There is an alternative, which is to take out these guarantees and see what rate becomes available where the degree of certainty is reduced. What would be the impact of meeting promises in full 95 times out of a hundred or 97 times. How would that improve the rate compared with a 100% guarantee?
People will of course need to know what the implications are for those 5 or 3 times when the promise can be met, to know the value of their investment at risk. If the worst that might happen might be a 10% loss in the value of the income stream – ok, if 50% – not ok.
Nevertheless, the publication of non-guaranteed pension rates arising from an unguaranteed alternative to annuities would be the best way to calculate the real cost of the annuity guarantee.
Until we see what the actual returns offered via the hybrid products and the synthetic annuities and most of all by CDC, actually are. Until we can assess the level of risk being taken on by those products we cannot really assess the real cost of annuities.
Is there a proxy for the non guaranteed rate that we can use today?
But in the short term we can look for proxies. We can look for instance at the rate that the Government Actuary requires us to use to value our defined benefit pensions. It says that it costs £20 to pay £1 of escalating pension compared to £28 to buy £1 of comparable pension as an insured annuity.
From this we can assume that the price of the annuity is equivalent to the difference in these rates. If you bought an annuity of £1000 pa, you would be paying £800 more than an occupational scheme would to secure the income.
Are GAD “scheme pension and individual rates” a reasonable proxy?
I am sure that this calculation is open to challenge on a number of fronts, but at least the GAD numbers are trying to compare apples with apples.
There are of course problems with receiving income from occupational pension schemes. Some would rather trust an insurance company’s pension to their company’s promise (for instance).

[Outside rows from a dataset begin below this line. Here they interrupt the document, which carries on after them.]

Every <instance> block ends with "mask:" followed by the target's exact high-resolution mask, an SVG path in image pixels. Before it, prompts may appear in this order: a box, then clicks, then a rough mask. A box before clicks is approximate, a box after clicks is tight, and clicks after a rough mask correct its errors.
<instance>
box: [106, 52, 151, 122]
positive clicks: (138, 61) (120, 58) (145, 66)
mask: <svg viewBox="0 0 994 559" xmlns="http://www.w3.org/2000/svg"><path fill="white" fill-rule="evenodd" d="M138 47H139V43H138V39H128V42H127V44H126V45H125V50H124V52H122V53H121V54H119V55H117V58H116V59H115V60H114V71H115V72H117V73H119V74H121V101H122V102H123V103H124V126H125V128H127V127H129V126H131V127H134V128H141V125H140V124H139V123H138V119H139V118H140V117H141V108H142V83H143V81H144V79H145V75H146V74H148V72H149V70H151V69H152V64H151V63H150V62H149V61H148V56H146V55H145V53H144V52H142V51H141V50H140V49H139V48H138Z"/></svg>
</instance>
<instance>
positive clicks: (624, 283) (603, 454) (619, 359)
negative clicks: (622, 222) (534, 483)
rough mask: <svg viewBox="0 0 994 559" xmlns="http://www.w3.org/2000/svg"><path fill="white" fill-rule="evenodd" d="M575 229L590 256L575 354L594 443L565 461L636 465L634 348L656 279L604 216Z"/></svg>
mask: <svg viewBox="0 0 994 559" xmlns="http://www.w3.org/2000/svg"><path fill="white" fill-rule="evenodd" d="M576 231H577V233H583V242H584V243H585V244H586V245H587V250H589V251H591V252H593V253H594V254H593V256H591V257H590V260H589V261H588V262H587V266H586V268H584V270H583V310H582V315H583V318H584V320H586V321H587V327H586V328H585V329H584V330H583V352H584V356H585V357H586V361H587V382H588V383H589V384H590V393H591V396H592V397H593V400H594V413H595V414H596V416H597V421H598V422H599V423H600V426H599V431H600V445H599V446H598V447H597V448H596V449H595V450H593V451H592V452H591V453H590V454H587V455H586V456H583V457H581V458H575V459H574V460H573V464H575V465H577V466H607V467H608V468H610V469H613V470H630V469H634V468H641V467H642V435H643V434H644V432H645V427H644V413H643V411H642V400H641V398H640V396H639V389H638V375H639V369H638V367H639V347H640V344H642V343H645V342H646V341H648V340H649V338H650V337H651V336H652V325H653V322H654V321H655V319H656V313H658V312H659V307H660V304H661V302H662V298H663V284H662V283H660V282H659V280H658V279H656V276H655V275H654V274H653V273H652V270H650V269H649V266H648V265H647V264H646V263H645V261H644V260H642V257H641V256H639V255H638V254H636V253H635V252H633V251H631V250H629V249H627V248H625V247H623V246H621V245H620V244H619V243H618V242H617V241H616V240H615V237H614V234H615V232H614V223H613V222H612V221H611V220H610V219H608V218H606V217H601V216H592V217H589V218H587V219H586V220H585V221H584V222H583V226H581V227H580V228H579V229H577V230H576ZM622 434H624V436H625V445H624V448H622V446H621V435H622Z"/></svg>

But were you given the choice of a non-guaranteed rate which gave you £50 a year for every £1000 you had or one that gave you around £35, you would be asking whether the margin between the two rates was justified by the risk taken.
When will the FCA market move from “interim to final”?
That is the issue for the FCA, they cannot be definitive. This is only an interim report. There is a peice of the jigsaw missing.
The problem for the FCA is also a problem for people looking to make purchasing decision in the next 2 years over their pensions. It is that we don’t know what the real price of the annuity is as we don’t know what the price of the drawdown, hybrid drawdown, synthetic annuity or CDC plan is going to be.
It makes it very difficult for advisers to make definitive recommendations and it makes for tough times for CAB and TPAS in advising people of their options (the guidance guarantee).
It makes it difficult but not impossible. In order for us to understand the possible we need to project, understand what might be. That means considering what these new options might be like and keeping an open mind to them.
Is best advice to delay taking a definitive course of action?
What the FCA paper does, and does skilfully, is to remind people that what their market study tells them in 2014 is that there is an incomplete market, that we don’t know the cost of annuities because we don’t know the price of the new products.
What the Financial Services Industry needs to do right now, is to price the new products and that is a terrifying task to existing players. It is practically impossible to re-price an existing drawdown proposition in the face of competition you can only imagine, For new entrants the question is whether to price products on “what we can get away with” or on the true price to meet reasonable returns.
What is the crucial next step?
That is the job of pricing actuaries working with pensions experts who know the market. It is perhaps the biggest challenge facing the pensions industry over the next twelve months and how the industry meets this challenge will determine the extent to which the Budget Pension Reforms lead to sustainably better outcomes or are just a mirage that disappears as you get down the road.